Тина дернулась плотнее закрыть дверь, ведущую в комнату пленника.
— Не нужны мне их деньги, а вот им моя слава, ох, как пригодится! — ответила она на упрек Ивана.
— Не пойму я тебя, зачем связываешься с Айвазянами? Добро бы были такие, ну хоть как наш Израилич, душа человек, ну разве что Михалычу наподдаст… А эти, морока одна, убьют и никто не узнает… — …где могилка моя, — закончила за него Тина. — Вань, я серьезно хочу стравить этих собак. Ославить, вытряхнуть кошельки, хочу, чтобы они почувствовали как это, когда твоей жизнью управляют другие, а захотят и вовсе отберут. Ты, Ваня, знаешь, что я подругу похоронила?
— Знаю.
— И еще одного человека, — Тина сглотнула слезы, — а Ветка всю жизнь проведет в инвалидной коляске. А знаешь, каково это красавице в инвалидной коляске? Я тебе скажу — лучше умереть.
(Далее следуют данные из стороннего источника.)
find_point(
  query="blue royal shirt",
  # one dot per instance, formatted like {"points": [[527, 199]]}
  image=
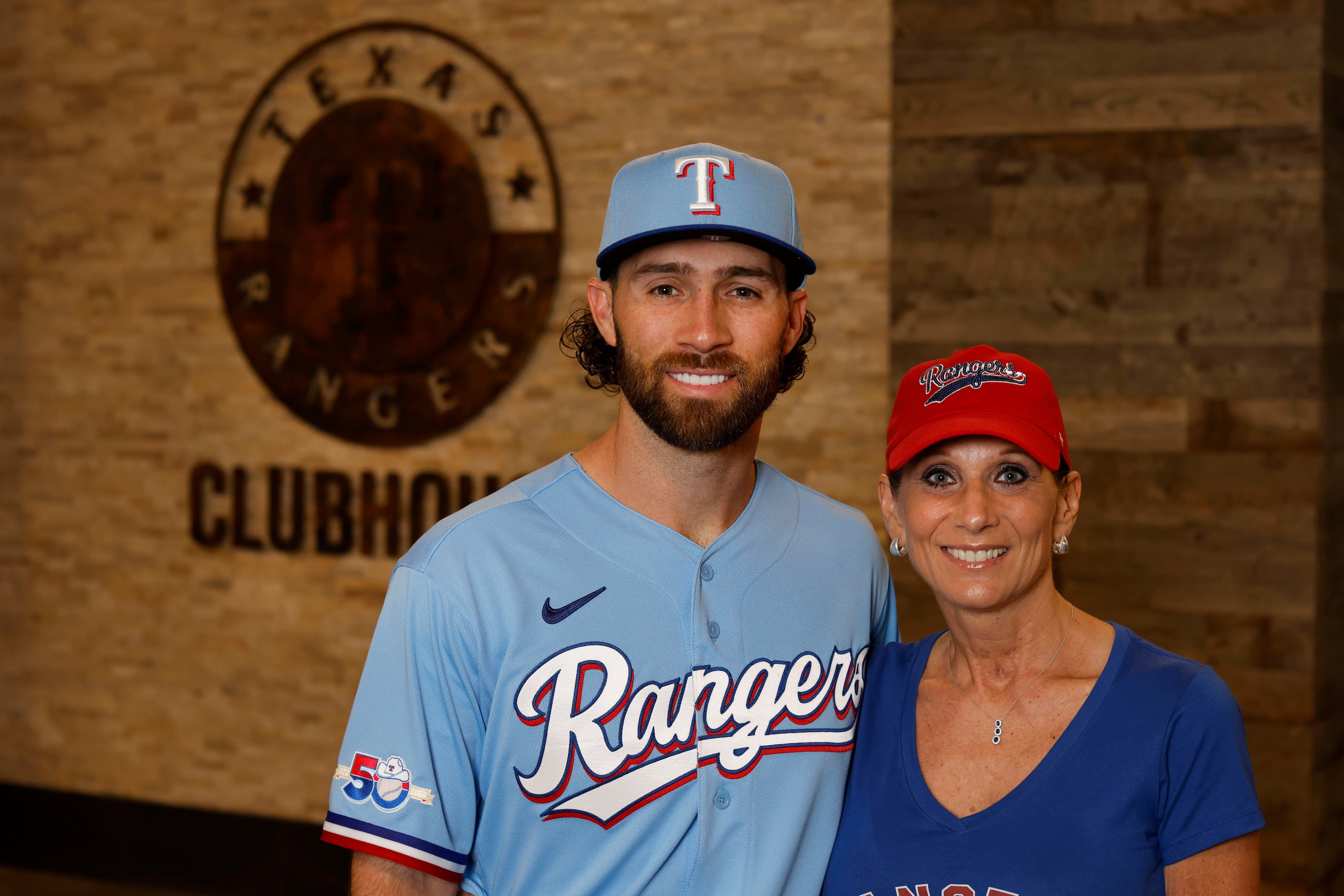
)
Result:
{"points": [[563, 696], [1152, 770]]}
А эта сволочь даже убить нормально не смог. На троих денег не хватило?!
Дряблов опустил голову, постоял молча, пока Тина утирала накатившиеся слезы, и сочувственно погладил ее по плечу.
— Не плачь, Валь. Будет все, как ты захочешь. Или я не буду Иван Дряблов. Скажи, что надо сделать?
— Паспорт его нужен, — помолчала и добавила. — И оружие, огнестрельное. Или лучше добротный муляж.
— Посмотрим, что можно придумать, — и, вспомнив о пленнике, спросил. — Так, а с ним кто останется?
— Как кто? Я. Ты, Ваня, третий лишний, — усмехнулась, шмыгнув носом, Тина. — Андестенд?
— Чего уж там не понять. Аккуратней с ним, — предупредил Иван, — не ровен час, сбежит, как сегодня, еще и тебя пристукнет. Я бы ему не доверял.
— А я его отвязывать не буду, так даже интересней, помнишь, как в „Связанных с одной целью“?
— Я порнуху не смотрю.
— Ага, ты в ней снимаешься, — рассмеялась Тина.
— Все хохочешь? — улыбнулся и Иван.
— Уж лучше, чем плакать.
Глава двадцать четвертая
Лада смотрела на нее своими черными раскосыми глазами, только в них не было жизни, была чернота. Глубина и невозвратность смерти. Ветке стало холодно, она оглянулась и вдруг увидела, что она стоит посредине круга начертанного мелом.
Что за чертовщина? Ладка погибла, как же случилось, что сейчас они стоят рядом, стоят, не прикасаясь, и сторонясь друг друга, только она окружена неровной чертой, будто бы нарисованной детскою рукою.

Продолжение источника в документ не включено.